Sabar, Mariah
(2019)
Parametric And Non-Parametric Techniques In Estimating Technical Efficiency Of Crude Palm Oil Production In Malaysia.
Masters thesis, Universiti Sains Malaysia.
Abstract
The main purpose of this study is to apply parametric and non-parametric techniques in evaluating the technical efficiency (TE) of crude palm oil (CPO) production by the states in Malaysia. To achieve this, the parametric stochastic frontier analysis (SFA) approach as well as the non-parametric data envelopment analysis (DEA) and stochastic data envelopment analysis (SDEA) methods were applied.
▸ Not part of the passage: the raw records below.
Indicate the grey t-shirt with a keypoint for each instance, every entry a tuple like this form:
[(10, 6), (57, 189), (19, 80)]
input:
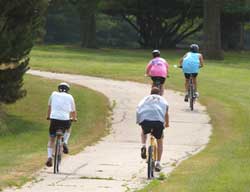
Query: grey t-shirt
[(152, 108)]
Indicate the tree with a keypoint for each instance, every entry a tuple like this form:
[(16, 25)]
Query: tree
[(20, 25), (159, 23), (87, 10), (212, 29)]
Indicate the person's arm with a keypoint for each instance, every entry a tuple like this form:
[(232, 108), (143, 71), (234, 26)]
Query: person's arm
[(73, 113), (181, 60), (201, 60), (49, 107), (49, 111), (167, 118)]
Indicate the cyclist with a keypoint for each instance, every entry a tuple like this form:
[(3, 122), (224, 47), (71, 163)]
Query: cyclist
[(190, 64), (61, 110), (157, 69), (152, 114)]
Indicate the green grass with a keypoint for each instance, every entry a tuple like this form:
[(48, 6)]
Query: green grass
[(224, 87), (24, 130)]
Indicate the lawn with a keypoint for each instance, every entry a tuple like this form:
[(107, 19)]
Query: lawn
[(24, 128), (224, 88)]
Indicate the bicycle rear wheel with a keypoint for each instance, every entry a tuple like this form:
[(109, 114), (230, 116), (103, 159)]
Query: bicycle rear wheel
[(57, 157), (191, 97), (150, 163)]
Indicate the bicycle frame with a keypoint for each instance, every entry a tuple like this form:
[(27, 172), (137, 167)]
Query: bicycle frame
[(191, 93), (58, 150), (152, 156)]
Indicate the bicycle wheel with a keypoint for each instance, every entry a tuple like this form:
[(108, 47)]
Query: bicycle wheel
[(191, 96), (57, 156), (150, 163)]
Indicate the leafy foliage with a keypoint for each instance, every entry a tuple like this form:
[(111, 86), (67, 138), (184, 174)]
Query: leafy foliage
[(159, 23), (20, 25)]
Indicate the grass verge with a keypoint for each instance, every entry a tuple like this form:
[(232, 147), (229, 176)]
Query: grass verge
[(24, 130)]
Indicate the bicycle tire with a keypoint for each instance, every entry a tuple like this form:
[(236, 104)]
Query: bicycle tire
[(191, 96), (57, 156), (150, 163)]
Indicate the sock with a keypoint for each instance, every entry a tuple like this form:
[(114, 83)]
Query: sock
[(66, 137), (50, 152)]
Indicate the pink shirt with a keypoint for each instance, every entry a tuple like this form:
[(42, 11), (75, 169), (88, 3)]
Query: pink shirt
[(157, 67)]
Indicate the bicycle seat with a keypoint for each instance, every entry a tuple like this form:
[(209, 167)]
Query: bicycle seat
[(59, 133)]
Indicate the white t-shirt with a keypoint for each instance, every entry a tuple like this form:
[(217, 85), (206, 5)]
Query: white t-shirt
[(152, 108), (61, 105)]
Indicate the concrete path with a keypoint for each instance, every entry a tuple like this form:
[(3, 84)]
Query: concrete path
[(114, 163)]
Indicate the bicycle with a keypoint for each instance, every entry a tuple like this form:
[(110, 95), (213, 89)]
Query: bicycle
[(157, 83), (191, 92), (151, 157), (58, 150)]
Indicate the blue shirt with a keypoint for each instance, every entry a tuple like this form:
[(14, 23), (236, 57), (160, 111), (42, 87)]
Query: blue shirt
[(191, 63)]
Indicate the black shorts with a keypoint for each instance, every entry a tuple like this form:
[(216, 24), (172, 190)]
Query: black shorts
[(159, 79), (187, 75), (58, 124), (156, 127)]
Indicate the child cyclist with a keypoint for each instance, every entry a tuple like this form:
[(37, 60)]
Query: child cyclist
[(157, 69), (190, 64)]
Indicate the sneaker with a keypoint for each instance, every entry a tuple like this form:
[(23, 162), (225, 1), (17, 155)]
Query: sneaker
[(186, 98), (65, 148), (196, 94), (143, 152), (49, 162), (157, 167)]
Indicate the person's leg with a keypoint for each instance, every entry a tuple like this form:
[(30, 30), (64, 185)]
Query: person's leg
[(195, 84), (66, 136), (143, 141), (51, 144)]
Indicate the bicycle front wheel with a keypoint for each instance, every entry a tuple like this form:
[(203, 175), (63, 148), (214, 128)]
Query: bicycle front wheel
[(150, 163)]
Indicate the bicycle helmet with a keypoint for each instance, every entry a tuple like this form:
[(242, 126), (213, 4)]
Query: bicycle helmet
[(156, 53), (63, 87), (194, 48)]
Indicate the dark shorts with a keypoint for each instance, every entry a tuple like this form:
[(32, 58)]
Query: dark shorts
[(156, 127), (187, 75), (58, 124), (159, 79)]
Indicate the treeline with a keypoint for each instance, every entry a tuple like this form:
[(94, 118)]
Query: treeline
[(142, 23), (121, 23)]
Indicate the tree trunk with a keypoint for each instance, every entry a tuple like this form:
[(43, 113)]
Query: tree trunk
[(212, 30)]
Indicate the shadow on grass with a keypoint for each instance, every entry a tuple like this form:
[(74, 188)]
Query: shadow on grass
[(16, 125)]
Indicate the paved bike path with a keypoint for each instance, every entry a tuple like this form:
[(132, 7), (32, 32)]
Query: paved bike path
[(114, 163)]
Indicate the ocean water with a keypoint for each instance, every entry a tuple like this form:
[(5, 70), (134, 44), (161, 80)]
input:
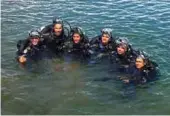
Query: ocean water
[(56, 87)]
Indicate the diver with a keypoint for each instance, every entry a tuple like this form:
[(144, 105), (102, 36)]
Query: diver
[(56, 34), (78, 44), (124, 54), (31, 48), (103, 45), (142, 71)]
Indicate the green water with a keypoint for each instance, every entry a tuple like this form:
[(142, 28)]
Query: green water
[(56, 87)]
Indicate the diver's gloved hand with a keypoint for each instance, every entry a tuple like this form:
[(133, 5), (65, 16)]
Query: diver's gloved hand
[(22, 59)]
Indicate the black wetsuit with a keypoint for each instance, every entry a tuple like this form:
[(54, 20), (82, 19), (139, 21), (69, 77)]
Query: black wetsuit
[(31, 52), (101, 51), (78, 50), (52, 41)]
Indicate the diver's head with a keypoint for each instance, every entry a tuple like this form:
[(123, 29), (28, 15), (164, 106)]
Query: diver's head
[(58, 26), (77, 35), (122, 45), (34, 37), (106, 35), (141, 60)]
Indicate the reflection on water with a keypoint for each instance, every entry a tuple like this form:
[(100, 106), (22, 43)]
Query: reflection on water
[(59, 87)]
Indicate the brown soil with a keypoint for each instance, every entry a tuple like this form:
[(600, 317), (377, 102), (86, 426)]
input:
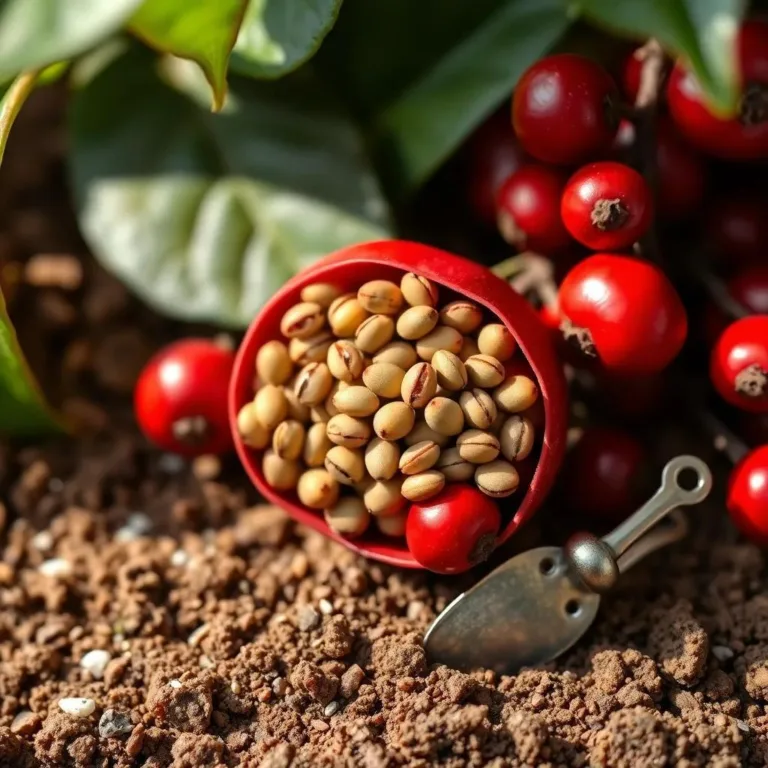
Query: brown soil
[(238, 639)]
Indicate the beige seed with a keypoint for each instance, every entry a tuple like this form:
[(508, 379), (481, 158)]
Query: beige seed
[(384, 379), (380, 297), (497, 479), (381, 459), (444, 416), (419, 385), (451, 372), (464, 316), (416, 322), (316, 489), (479, 409), (270, 406), (273, 363), (316, 445), (418, 291), (345, 315), (516, 394), (281, 474), (302, 320), (516, 438), (348, 431), (496, 340), (345, 465), (374, 333), (394, 421), (423, 486), (348, 517), (253, 433), (419, 457), (288, 440), (442, 338)]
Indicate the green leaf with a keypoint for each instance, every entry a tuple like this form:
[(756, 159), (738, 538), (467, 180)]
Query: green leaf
[(200, 30), (35, 33), (277, 36), (702, 31), (205, 216)]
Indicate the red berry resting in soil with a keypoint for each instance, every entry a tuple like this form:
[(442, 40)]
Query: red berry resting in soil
[(528, 210), (606, 206), (739, 364), (562, 109), (454, 531), (624, 311), (180, 398), (743, 136)]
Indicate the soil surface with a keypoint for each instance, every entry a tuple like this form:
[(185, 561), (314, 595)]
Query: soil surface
[(153, 613)]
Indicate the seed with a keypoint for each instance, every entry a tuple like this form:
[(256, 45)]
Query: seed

This study involves a panel data consisting of 12 CPO producing states in Malaysia, over a 18 year time period from year 1999 to 2016. The output variable chosen was the annual CPO production and the input variables considered were plantation area, fruit mill capacity, labour and time variable. We found fruit mill capacity, labour and time as input variables that significantly affect the level of CPO output. Plantation area was proven to be statistically insignificant. Technical efficiency was found to be increasing over time. It was also found that the inefficiencies in the industry were mainly caused by ‘pure’ technical inefficiency rather than scale inefficiency. The outputs produced from SFA, DEA and SDEA were compared. The overall mean TE of SFA, DEA and SDEA are 0.79, 0.88 and 0.97 respectively. It was found that DEA produced efficiency values that have weak positive correlation to both the efficiency scores produce from SFA and SDEA. Meanwhile, the results from SFA and SDEA were uncorrelated. We discovered that the choice of technique in efficiency measurement greatly influences the efficiency values estimated and the efficiency rankings of the states.